With the federal government performing their best Orwellian routine by telling us not to believe our eyes or ears and others possessing a pure nihilistic approach to the whole thing, what’s an Eagle County parent to do?
Take the risk, send them to school and keep your fingers crossed so you can pay the bills?
Or take the risk, keep them at home, and risk being evicted, having the mortgage foreclosed or vehicles repossessed while not paying any bills?
I suppose the kids would at least learn a little about finance.
Meanwhile, around the nation, more and more kids are testing positive, and though only a few hundred have died, the potential lifelong damage to lungs and other organs is unknown.
(Plus, I can’t believe I just wrote “only a few hundred have died” without tears hitting my keyboard)
It’s Schrödinger’s cat in a quandary of déjà vu.
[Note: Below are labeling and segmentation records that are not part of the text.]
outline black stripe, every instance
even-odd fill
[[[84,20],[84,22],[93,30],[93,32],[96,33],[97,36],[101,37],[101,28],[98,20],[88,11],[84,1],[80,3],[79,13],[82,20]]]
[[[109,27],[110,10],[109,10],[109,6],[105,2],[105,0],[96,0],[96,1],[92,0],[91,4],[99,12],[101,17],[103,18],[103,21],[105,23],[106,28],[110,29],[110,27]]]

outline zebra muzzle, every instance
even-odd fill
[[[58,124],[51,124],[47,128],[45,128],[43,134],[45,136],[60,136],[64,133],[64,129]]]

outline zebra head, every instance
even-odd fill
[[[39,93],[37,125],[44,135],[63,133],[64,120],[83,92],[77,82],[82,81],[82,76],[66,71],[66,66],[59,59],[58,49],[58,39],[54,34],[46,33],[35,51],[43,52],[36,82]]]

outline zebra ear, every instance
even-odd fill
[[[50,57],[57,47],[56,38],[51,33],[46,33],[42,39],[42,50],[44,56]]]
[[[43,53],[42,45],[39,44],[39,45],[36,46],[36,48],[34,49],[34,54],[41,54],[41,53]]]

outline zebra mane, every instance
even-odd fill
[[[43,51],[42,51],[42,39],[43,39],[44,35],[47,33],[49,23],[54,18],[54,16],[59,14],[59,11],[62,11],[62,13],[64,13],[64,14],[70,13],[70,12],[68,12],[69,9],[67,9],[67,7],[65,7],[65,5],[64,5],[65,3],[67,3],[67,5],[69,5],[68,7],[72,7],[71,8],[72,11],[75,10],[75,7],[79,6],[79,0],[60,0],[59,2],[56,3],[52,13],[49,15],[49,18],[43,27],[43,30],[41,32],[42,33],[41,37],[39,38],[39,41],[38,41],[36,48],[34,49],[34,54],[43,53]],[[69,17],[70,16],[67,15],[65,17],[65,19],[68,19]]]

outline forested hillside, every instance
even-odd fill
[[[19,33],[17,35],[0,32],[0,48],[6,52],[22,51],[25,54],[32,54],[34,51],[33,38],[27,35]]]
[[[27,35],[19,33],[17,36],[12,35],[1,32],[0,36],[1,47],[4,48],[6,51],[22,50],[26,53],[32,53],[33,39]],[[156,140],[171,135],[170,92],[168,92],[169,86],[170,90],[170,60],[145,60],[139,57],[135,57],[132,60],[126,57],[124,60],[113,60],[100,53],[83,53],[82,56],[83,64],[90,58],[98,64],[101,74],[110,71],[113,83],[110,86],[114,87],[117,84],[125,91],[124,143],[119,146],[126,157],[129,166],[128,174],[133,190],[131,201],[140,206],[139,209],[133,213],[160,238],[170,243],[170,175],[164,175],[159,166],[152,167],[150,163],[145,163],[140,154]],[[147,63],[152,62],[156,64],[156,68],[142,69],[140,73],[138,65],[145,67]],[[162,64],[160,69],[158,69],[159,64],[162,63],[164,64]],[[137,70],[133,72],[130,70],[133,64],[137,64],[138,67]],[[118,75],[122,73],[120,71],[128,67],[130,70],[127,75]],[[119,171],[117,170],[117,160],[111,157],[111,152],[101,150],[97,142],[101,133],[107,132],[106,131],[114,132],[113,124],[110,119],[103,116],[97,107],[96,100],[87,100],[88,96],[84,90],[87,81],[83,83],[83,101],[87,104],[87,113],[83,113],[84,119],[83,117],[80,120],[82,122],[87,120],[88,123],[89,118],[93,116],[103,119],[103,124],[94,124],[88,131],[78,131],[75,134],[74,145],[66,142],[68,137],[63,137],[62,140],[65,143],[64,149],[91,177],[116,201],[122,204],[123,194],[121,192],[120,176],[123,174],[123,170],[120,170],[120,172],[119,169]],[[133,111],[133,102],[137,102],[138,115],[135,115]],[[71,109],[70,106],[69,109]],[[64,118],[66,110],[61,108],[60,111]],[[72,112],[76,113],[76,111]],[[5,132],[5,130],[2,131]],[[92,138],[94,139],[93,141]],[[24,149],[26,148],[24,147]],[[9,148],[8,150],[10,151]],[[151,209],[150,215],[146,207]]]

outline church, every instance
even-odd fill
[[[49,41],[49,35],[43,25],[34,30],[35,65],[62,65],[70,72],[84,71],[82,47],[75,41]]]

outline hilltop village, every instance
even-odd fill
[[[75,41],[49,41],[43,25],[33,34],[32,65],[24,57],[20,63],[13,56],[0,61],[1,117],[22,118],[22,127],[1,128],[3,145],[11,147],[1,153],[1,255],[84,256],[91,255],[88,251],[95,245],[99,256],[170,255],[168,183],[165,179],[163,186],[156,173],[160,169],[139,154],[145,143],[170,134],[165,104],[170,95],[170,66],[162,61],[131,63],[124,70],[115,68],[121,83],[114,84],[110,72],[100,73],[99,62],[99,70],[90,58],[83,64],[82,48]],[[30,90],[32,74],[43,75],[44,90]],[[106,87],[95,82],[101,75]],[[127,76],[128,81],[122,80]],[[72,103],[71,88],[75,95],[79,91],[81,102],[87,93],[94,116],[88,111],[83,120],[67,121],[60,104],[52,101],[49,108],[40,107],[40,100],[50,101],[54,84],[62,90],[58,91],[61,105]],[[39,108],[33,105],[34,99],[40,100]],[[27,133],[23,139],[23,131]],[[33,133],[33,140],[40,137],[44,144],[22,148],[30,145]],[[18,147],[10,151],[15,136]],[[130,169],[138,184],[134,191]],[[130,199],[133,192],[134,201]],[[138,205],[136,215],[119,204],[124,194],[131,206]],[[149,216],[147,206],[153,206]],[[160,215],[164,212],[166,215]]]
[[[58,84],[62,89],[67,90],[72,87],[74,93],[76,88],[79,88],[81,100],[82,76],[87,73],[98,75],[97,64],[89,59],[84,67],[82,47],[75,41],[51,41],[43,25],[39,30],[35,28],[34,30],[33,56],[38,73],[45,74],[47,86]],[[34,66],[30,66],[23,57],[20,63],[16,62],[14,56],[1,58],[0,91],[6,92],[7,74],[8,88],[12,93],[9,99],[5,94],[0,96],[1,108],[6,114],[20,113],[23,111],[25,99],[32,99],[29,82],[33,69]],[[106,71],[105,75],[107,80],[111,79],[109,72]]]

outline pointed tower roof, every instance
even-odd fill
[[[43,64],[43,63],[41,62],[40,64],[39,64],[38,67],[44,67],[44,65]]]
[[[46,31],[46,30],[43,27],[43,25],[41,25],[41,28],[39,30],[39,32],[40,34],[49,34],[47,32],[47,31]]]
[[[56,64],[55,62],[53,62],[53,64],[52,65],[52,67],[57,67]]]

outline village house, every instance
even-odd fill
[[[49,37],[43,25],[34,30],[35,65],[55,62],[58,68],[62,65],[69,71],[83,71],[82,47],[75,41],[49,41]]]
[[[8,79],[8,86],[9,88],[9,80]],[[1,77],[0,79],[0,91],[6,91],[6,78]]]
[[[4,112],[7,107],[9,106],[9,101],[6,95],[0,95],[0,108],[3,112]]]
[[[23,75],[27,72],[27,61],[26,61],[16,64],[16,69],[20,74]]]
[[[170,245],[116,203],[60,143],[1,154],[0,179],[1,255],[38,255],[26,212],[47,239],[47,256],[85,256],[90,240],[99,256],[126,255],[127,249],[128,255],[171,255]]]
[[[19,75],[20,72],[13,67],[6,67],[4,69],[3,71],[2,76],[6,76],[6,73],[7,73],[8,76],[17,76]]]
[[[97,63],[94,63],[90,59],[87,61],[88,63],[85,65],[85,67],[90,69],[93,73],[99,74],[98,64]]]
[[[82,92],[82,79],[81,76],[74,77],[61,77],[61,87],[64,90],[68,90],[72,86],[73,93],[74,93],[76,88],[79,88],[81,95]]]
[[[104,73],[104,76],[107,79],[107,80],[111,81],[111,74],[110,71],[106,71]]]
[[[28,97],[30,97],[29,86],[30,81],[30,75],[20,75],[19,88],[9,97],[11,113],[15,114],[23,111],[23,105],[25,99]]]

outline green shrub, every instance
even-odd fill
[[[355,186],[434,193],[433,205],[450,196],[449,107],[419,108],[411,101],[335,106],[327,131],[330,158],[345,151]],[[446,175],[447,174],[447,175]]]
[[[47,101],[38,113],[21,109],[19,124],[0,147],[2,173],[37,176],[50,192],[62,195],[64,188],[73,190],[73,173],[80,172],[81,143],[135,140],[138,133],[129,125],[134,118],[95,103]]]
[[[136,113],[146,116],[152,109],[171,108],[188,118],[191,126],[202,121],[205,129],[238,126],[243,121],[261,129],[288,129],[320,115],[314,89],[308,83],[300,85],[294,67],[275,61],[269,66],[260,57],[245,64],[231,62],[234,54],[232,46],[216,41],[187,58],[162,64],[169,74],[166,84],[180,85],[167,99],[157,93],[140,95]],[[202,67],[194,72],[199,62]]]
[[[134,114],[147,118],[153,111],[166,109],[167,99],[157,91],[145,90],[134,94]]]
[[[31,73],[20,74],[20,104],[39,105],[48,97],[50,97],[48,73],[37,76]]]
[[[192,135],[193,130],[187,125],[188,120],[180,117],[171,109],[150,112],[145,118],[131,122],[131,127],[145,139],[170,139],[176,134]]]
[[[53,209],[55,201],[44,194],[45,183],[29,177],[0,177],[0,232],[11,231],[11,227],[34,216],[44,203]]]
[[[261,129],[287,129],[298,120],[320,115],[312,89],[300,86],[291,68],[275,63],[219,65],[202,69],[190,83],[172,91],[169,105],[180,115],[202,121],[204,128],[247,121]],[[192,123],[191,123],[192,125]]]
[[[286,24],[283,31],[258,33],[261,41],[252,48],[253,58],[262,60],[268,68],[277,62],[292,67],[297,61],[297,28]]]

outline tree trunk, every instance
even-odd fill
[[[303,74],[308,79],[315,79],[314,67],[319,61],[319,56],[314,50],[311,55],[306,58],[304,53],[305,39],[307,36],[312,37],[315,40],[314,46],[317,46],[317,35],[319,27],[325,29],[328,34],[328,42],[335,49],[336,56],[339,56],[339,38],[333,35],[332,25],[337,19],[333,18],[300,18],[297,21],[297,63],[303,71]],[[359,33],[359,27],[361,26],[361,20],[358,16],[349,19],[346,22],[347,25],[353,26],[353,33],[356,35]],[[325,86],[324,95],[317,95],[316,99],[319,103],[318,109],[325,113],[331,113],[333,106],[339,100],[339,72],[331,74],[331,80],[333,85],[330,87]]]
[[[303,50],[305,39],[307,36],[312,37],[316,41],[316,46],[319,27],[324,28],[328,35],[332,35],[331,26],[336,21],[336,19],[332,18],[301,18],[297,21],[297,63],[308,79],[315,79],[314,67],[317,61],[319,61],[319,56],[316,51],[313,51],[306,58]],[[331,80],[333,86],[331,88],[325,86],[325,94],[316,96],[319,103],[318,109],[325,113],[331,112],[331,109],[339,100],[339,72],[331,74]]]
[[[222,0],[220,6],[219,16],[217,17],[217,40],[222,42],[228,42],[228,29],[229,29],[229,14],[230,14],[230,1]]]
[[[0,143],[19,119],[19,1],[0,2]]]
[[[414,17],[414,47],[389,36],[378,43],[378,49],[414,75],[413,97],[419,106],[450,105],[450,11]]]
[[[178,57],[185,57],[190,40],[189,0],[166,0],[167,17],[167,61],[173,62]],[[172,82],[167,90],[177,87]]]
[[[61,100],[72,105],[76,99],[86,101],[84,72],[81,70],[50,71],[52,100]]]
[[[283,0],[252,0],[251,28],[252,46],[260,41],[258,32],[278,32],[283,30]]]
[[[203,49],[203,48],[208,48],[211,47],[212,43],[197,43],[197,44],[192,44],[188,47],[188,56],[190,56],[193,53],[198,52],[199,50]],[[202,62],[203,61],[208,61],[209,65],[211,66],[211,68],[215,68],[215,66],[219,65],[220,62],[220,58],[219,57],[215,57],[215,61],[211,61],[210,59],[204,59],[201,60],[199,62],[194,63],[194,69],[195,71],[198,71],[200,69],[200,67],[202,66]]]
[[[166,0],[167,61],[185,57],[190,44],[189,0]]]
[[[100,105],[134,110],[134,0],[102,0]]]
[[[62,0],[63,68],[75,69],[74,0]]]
Open the box and your kid might be infected, thus spreading it around the family, or leave the box closed and be evicted, or much worse.
Not to be too morbid, but if your biggest fear for little Johnny is his missing out on education for a few months while laying on the couch, just think how much he’d miss laying in a casket.
Though gruesome, it’s relatively easy for me to say, for the reason you will not see any of my kids in Eagle County schools this year is because they are 33, 29, and 21. But if this virus crap had happened in the early 2000s when all three were in local schools, I can tell you without a doubt that I would —
Well, what I would have done is irrelevant, but I can truly say I feel for Eagle County parents/teachers and the difficult choices they’re being forced to make.